Bahçenin sağ tarafındaki Sukh Niwas yani hükümdarın dinlenme alanı bulunmakta olup bu alanda odaların duvarları içerisine oyulmuş hatlardan kanallar geçirilmiş ve bu kanallardan geçirilen su sayesinde yazın bu alanın soğutulması ve hükümdarın yazın rahat bir şekilde istirahat edebilmesi sağlanmıştır. Sukh Niwas’ın hemen karşısında Divan-ı Khaas yer almaktadır.

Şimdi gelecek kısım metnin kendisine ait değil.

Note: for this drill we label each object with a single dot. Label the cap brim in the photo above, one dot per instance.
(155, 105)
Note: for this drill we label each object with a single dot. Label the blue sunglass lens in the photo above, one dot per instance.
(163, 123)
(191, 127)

Divan-ı Khaas, hükümdarın önemli konuklarını ağırladığı, duvar kaplamalarındaki ayna işçiliğinin en üst düzeyde olduğu bir yapdır.

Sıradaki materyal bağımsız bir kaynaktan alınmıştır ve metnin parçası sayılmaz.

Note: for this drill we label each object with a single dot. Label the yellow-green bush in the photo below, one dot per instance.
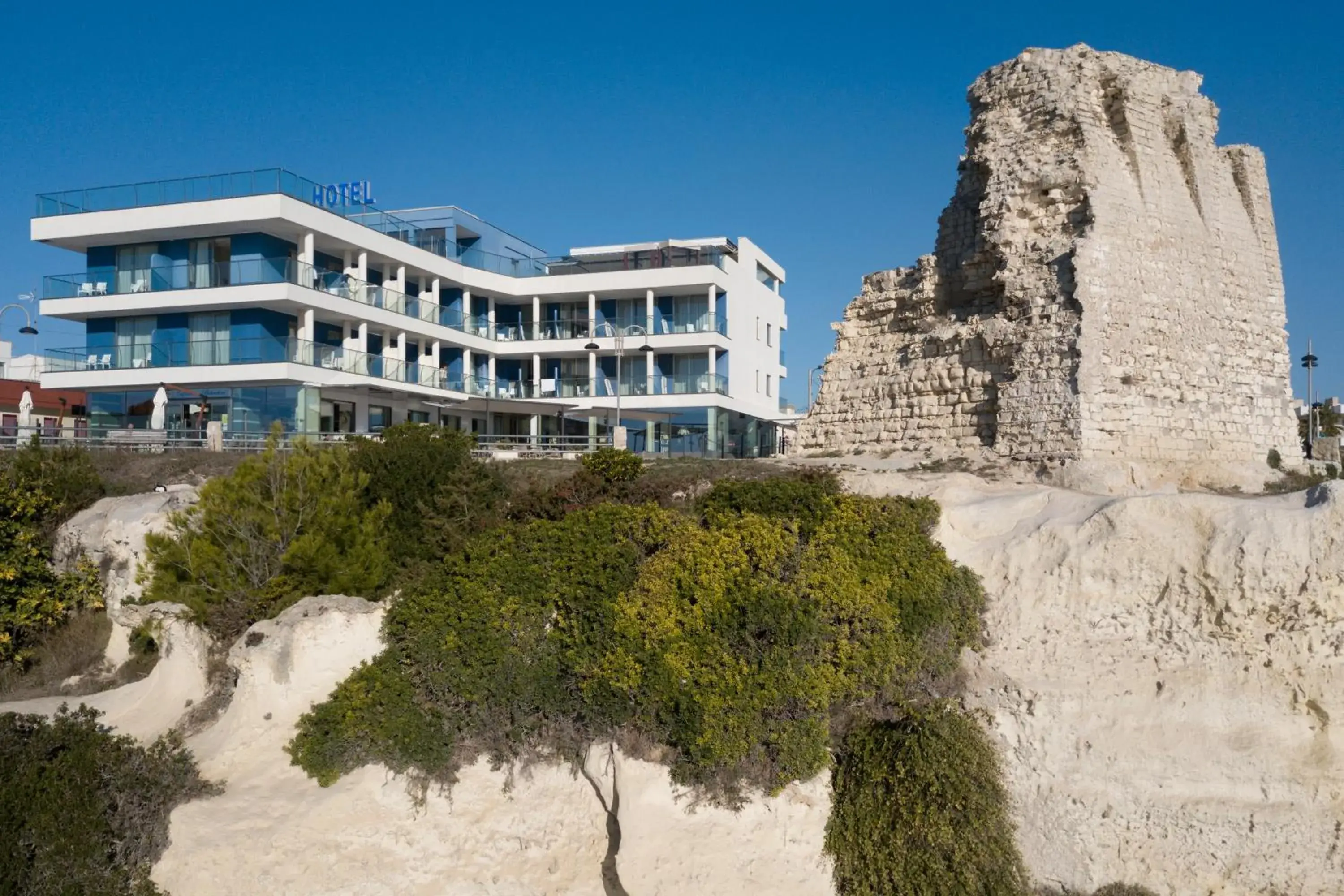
(285, 524)
(613, 465)
(918, 808)
(34, 598)
(84, 810)
(738, 642)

Amber Kalesinin bir diğer özelliği ise barındırdığı tünel yapısıdır. Amber Kalesi biraz sonra fotografları ile anlatmaya çalışacağım Jaigarh Kalesine bağlı durumdadır. Yaklaşık 1,5 km uzunluğundaki bu tünel yapısı 2012 yılına kadar ziyarete kapalı olsa da bu tarihten sonra turizme açılmıştır. Tünelin yapım amacı Amber Kalesine herhangi bir saldırı halinde Mihrace’nin saldırı ve savaş ortamından kaçabilmesidir. Fakat tarihte bu tünelin bu amaç ile kullanılmasına hiç bir zaman ihtiyaç duyulmamıştır.
Merdivenlerden aşağı inerken Amber Kalesini arkamızda bırakıyoruz. Bu muhteşem Kale, o dönemde Rajastan’da yaşamış uygarlıkların mimari ve inşaat işlerindeki başarısının en büyük eserlerinden biri olarak günümüze ulaşmıştır.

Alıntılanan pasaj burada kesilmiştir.